How to generate full thread stack trace to log on crash

Using Zephyr (cf2149caf2) / nrfSDKConnect on a nrf5340DK board.

I need to know how to get a direct stack trace (with file/line numbers if possible for a debug build).

Currently I only get this type of log output:

[00:51:03.271,972] <err> os: ***** BUS FAULT *****
[00:51:03.277,435] <err> os: Precise data bus error
[00:51:03.283,172] <err> os: BFAR Address: 0x0
[00:51:03.288,482] <err> os: r0/a1: 0x00000000 r1/a2: 0x00033050 r2/a3: 0x00000064
[00:51:03.297,210] <err> os: r3/a4: 0x00000000 r12/ip: 0x00000000 r14/lr: 0x000280cb
[00:51:03.305,877] <err> os: xpsr: 0x61000000
[00:51:03.311,126] <err> os: Faulting instruction address (r15/pc): 0x00030804
[00:51:03.319,030] <err> os: >>> ZEPHYR FATAL ERROR 25: Unknown error on CPU 0
[00:51:03.326,965] <err> os: Current thread: 0x20003990 (unknown)

Finding the function that is related to the instruction address using the build/zephyr/zephyr.map is simple enough, but generally not useful (eg here its in strcpy()...).

Is there a way to get the fault handler to dump the full stack for the active thread? This would be very useful in release code to generate a useful error report (where one can't just attach the debugger!)

(I can get a full core dump, but this is too large for easy recovery in a log, and doesn't give a stack unwind trace directly either)

I see other questions about this on the forum, but haven't seen an answer that provides the stack trace...

Top Replies

Susheel Nuguru 10 months ago in reply to BrianW +1 verified

Seems that way. There is this config CONFIG_EXCEPTION_STACK_TRACE but I tried to test this with the blinky sample but it does not give any additional functional call trace. I see that this config have…

Parents

0 Susheel Nuguru 10 months ago

This has been discussed a lot in this forum and few config options were given (for example) here and here

Can you try something like below

# Debugging configuration
CONFIG_THREAD_NAME=y
CONFIG_THREAD_ANALYZER=y
CONFIG_THREAD_ANALYZER_AUTO=y
CONFIG_THREAD_ANALYZER_RUN_UNLOCKED=y
CONFIG_THREAD_ANALYZER_USE_PRINTK=y

# Add asserts
CONFIG_ASSERT=y
CONFIG_ASSERT_VERBOSE=y
CONFIG_ASSERT_NO_COND_INFO=n
CONFIG_ASSERT_NO_MSG_INFO=n
CONFIG_RESET_ON_FATAL_ERROR=n
CONFIG_THREAD_NAME=y
CONFIG_STACK_SENTINEL=y

0 BrianW 10 months ago in reply to Susheel Nuguru

Its been discussed a lot, but I don't see any answer that shows how to move from the basic log output to one with (at least) a full stack trace for the thread that caused the error.
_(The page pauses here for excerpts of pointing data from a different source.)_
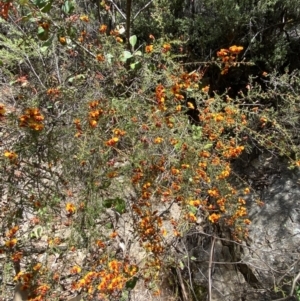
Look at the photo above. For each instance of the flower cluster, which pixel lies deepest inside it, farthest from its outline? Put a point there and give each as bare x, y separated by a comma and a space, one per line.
94, 113
12, 156
32, 119
111, 278
229, 57
2, 110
I already used the thread analyzer setup (just was missing the thread name option)

With the options you suggest, except for CONFIG_RESET_ON_FATAL_ERROR=n, a crash now gives

[00:14:33.928,344] <inf> base: DV : request to render current page systest2.1
* buffer overflow detected *
[00:14:33.944,885] <err> os: r0/a1: 0x00000003 r1/a2: 0x00000000 r2/a3: 0x00000001
[00:14:33.953,582] <err> os: r3/a4: 0x2000fa29 r12/ip: 0x0000000a r14/lr: 0x000208eb
[00:14:33.962,280] <err> os: xpsr: 0x61000000
[00:14:33.967,529] <err> os: Faulting instruction address (r15/pc): 0x000143a6
[00:14:33.975,463] <err> os: >>> ZEPHYR FATAL ERROR 3: Kernel oops on CPU 0
[00:14:33.983,123] <err> os: Current thread: 0x20003a68 (sysworkq)

ie compared to my previous log, only the name of the current thread is shown as well. Still no stack trace/unwind as desired... any more things I can try?

BTW, I have not yet used:

CONFIG_RESET_ON_FATAL_ERROR=n

as this causes the function sys_reboot() to be not found by the linker (which I use to... reboot...). This seems odd - any ideas why?
Cancel
Vote Up 0 Vote Down

Sign in to reply

Verify Answer

Cancel
0 Susheel Nuguru 10 months ago in reply to BrianW
Easiest is to open a command prompt in your project folder an ddo

path_to_gnuarmemb/bin/arm-none-eabi-addr2line -e build/zephyr/zephyr.elf -a 0x000143a6

You would then get the exact context of your fault.

BrianW said:
CONFIG_RESET_ON_FATAL_ERROR=n

as this causes the function sys_reboot() to be not found by the linker (which I use to... reboot...). This seems odd - any ideas why?

That seems odd, yes.
The main use of this config is where to pull the fatal_error.c file in or not as seen inside the file nrf\lib\fatal_error\CMakeLists.txt. I did not think that it had any other dependencies or side effects of setting it to "n"
Cancel
Vote Up 0 Vote Down

Sign in to reply

Verify Answer

Cancel
0 BrianW 10 months ago in reply to Susheel Nuguru

Susheel Nuguru said:
That seems odd, yes.
The main use of this config is where to pull the fatal_error.c file in or not as seen inside the file nrf\lib\fatal_error\CMakeLists.txt. I did not think that it had any other dependencies or side effects of setting it to "n"

if you have

CONFIG_RESET_ON_FATAL_ERROR=n

then you also need to explicitly define

CONFIG_REBOOT=y

The fatal error then indeed halts the system, rather than rebooting it.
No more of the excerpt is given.